Милая, строгая Ксения Анатольевна, а внутренне такая любящая и нежная! И это было видно по всему — и как радостно встречалась с нами в кабинете, где мы вместе пили чай или кофе за овальным столом, покрытым старинной зеленой скатертью (она и сейчас жива), и как шла беседа, конечно, при закрытых дверях, и как произносилось имя Александра Александровича, и как прощались. В то время я еще не знала прошлого моих самых близких людей. Об А. А. Мейере — только, что был он замечательный философ. И только после кончины Валентины Михайловны мне открылось их лагерное бытие.

Переписку Алексея Федоровича с А. А. Мейером о том, что такое философия, письма Ксении Анатольевны к Валентине Михайловне я храню в особой папке. И узнаю каллиграфический почерк Ксении Анатольевны, которым она переписывала иной раз письмо Александра Александровича, — и это не случайно. Она знала, как плохо у Алексея Федоровича с глазами, и старалась, чтобы он сумел прочитать письмо.
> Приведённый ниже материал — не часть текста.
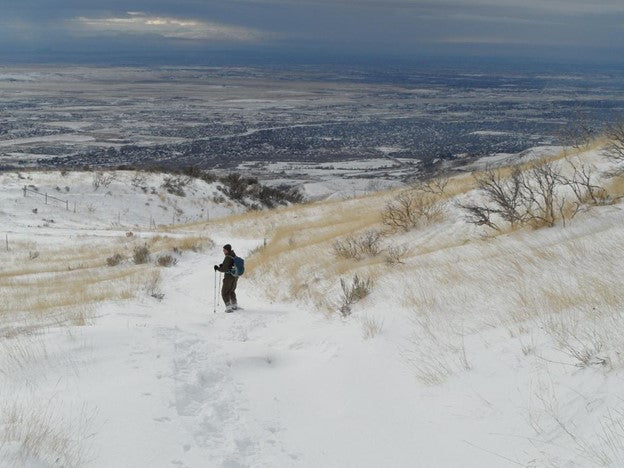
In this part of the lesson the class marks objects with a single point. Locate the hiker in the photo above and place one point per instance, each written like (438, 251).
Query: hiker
(228, 291)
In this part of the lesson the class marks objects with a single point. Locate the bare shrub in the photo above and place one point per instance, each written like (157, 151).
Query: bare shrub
(354, 292)
(115, 260)
(542, 205)
(139, 181)
(141, 255)
(591, 338)
(152, 286)
(396, 254)
(371, 327)
(166, 261)
(176, 184)
(358, 247)
(101, 179)
(410, 209)
(585, 191)
(615, 147)
(534, 197)
(503, 198)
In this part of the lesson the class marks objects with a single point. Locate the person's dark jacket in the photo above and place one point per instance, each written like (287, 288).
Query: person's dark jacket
(228, 263)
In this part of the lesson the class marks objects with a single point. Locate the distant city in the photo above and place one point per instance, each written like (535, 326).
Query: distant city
(220, 118)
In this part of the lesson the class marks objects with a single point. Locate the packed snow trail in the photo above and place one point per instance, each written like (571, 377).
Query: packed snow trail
(170, 383)
(174, 384)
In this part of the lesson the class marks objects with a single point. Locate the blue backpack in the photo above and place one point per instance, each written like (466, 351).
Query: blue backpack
(239, 267)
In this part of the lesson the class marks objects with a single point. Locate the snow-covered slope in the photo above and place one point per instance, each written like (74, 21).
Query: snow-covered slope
(113, 199)
(472, 348)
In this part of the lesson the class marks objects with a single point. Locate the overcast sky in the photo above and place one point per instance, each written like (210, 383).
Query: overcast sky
(102, 30)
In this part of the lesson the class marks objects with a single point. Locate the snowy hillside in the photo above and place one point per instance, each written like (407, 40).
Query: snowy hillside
(362, 342)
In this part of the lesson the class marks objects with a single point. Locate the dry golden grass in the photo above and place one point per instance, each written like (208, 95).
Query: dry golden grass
(615, 186)
(59, 285)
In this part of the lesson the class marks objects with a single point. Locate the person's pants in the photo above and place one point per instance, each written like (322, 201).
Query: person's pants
(228, 291)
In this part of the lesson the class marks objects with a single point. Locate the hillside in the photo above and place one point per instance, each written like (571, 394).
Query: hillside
(366, 339)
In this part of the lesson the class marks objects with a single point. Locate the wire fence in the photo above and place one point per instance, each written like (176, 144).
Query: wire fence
(49, 198)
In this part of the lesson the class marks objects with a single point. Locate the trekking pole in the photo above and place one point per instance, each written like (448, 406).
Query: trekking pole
(216, 292)
(214, 297)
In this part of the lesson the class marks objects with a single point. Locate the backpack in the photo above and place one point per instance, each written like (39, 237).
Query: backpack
(238, 268)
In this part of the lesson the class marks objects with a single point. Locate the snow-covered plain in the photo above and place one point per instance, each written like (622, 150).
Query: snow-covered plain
(457, 357)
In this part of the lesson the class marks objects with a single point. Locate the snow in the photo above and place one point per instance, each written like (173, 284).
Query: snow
(62, 138)
(280, 383)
В свою очередь, Валентина Михайловна боялась, что почерк Алексея Федоровича не очень понятен для его адресата, и тогда она перепечатывала письмо на машинке. В таком виде переписка сохранилась и была напечатана в «Вопросах философии» (2000. № 3) с комментарием В. П. Троицкого. Об А. А. Мейере и К. А. Половцевой упоминается в книге воспоминаний Н. П. Анциферова, друга Лосевых и бывшего тоже «каналармейцем» на Белбалтлаге (см.: «Из дум о былом». М., 1992), а также в книге: А. Ф. Лосев, В. М. Лосева. Радость на веки. Переписка лагерных времен. М., 2005.
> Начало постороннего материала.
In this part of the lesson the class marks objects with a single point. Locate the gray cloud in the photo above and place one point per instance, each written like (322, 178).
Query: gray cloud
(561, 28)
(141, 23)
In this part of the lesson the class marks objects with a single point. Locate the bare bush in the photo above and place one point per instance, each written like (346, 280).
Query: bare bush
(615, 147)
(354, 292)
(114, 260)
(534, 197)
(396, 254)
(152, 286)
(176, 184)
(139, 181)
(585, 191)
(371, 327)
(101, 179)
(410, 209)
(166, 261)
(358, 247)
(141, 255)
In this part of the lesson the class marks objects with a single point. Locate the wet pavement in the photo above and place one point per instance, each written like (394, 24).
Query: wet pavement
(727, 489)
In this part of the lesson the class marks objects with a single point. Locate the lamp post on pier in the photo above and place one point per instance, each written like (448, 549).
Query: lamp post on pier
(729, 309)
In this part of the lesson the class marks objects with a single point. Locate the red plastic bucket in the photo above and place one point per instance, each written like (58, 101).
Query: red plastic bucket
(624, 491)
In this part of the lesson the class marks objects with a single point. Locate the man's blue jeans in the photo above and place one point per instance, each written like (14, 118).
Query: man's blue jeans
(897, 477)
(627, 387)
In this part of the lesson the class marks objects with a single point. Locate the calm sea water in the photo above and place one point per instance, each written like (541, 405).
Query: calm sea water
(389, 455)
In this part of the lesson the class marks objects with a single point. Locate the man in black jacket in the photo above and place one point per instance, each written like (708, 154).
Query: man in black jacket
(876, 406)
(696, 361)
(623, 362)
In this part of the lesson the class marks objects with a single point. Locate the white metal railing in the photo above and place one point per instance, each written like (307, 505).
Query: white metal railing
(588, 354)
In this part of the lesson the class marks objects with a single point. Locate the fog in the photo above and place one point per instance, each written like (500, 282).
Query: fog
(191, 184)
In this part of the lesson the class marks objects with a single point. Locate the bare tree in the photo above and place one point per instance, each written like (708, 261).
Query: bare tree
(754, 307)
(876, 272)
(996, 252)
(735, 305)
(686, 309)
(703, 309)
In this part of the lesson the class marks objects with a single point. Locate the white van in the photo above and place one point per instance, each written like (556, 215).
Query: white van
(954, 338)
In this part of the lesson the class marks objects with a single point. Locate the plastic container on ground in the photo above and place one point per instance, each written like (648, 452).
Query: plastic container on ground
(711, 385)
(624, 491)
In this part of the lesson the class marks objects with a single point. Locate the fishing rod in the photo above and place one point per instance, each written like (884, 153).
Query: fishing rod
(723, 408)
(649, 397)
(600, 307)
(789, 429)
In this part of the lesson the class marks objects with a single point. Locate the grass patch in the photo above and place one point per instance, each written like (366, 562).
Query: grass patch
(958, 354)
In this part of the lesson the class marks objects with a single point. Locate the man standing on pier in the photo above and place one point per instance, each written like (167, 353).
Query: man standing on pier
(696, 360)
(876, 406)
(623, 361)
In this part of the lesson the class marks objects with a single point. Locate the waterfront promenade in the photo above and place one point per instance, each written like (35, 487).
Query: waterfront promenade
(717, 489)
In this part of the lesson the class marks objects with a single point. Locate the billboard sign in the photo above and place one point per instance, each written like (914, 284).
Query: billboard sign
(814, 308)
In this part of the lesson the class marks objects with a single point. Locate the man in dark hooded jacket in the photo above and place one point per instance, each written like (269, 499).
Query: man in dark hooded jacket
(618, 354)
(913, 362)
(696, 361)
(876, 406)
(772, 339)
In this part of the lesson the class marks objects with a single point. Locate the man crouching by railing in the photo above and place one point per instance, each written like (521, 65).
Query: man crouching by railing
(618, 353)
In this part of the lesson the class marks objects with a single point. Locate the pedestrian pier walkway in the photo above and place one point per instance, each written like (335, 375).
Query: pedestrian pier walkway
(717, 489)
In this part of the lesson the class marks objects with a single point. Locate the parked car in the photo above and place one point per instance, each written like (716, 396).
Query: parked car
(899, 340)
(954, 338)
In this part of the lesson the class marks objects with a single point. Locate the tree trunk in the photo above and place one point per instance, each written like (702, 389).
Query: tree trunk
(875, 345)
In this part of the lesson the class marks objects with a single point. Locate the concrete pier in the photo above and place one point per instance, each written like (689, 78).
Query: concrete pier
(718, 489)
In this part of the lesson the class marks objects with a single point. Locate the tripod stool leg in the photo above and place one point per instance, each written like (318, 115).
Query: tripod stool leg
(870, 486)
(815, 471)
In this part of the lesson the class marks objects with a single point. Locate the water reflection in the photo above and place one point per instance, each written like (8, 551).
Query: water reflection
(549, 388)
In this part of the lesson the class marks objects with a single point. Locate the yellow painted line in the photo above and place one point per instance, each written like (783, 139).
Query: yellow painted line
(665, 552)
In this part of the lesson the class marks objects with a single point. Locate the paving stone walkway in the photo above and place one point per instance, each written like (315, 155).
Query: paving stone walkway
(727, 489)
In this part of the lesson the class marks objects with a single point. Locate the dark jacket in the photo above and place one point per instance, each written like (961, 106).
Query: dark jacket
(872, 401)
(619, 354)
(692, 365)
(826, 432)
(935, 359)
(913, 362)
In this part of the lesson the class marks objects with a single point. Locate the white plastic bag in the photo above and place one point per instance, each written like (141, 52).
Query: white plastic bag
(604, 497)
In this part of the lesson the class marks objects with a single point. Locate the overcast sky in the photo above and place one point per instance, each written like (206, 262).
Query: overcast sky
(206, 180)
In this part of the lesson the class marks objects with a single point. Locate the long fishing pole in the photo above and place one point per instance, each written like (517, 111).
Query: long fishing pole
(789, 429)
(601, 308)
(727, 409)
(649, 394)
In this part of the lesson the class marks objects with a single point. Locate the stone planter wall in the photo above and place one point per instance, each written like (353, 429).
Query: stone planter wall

Приведу здесь последние из сохранившихся в нашем архиве писем В. М. Лосевой и К. А. Половцевой — свидетельство духовного общения двух замечательных женщин.

1. [Письмо В. М. Лосевой А. А. Мейеру]

Москва, 20 янв. 1935 г.

Дорогой Александр Александрович, вот не писала Вам полтора года и от Вас не имела ни строки, а стоит Ваш тихий и сложный образ в душе таким живым и родным, как будто и не расставалась с Вами. И после полутора лет не видения хочется не столько поговорить с Вами, сколько побыть и помолчать вместе, даже, пожалуй, какие-нибудь горизонты с Вами проверить.

На днях видела Вас во сне: где-то в солнечных, зеленых и голубых просторах встречаемся мы с Вами, радостно и молча здороваемся; а кругом всё такое светоносное, что уж кажется совсем и нездешним. И тишина! Светлая и прохладная тишина…

В. Л.

2. [Письмо В. М. Лосевой К. А. Половцевой]

Москва, 20 янв. 1935 г.

Дорогая Ксения Анатольевна,

Вы не можете себе представить, с каким странным и сложным чувством вспоминаются 1,5 года, проведенные на Медгоре.

Тут и тёмные воспоминания о задёрганности напряжённой технической работой, о полном отрыве от своего дела и невозможности ни сосредоточиться, ни подумать, ни почитать, — о невыносимом состоянии какого-то тяжёлого духовного обморока; но всё это одновременно связано и с живым делом большого строительства и овеяно нежными светлыми красками севера, водными просторами, горными высями и, главное, теплом, лаской и богатством общения с людьми. И здесь, конечно, самое близкое и живое, это — общение с Вами и Ал. Ал. Особо стоят два момента: наше с Вами возвращение домой из столовой в вечер того дня, когда Вы узнали о кончине Вашей матери, и «случайно» возникший разговор при встрече в наружных дверях, в нижнем этаже проектного отдела.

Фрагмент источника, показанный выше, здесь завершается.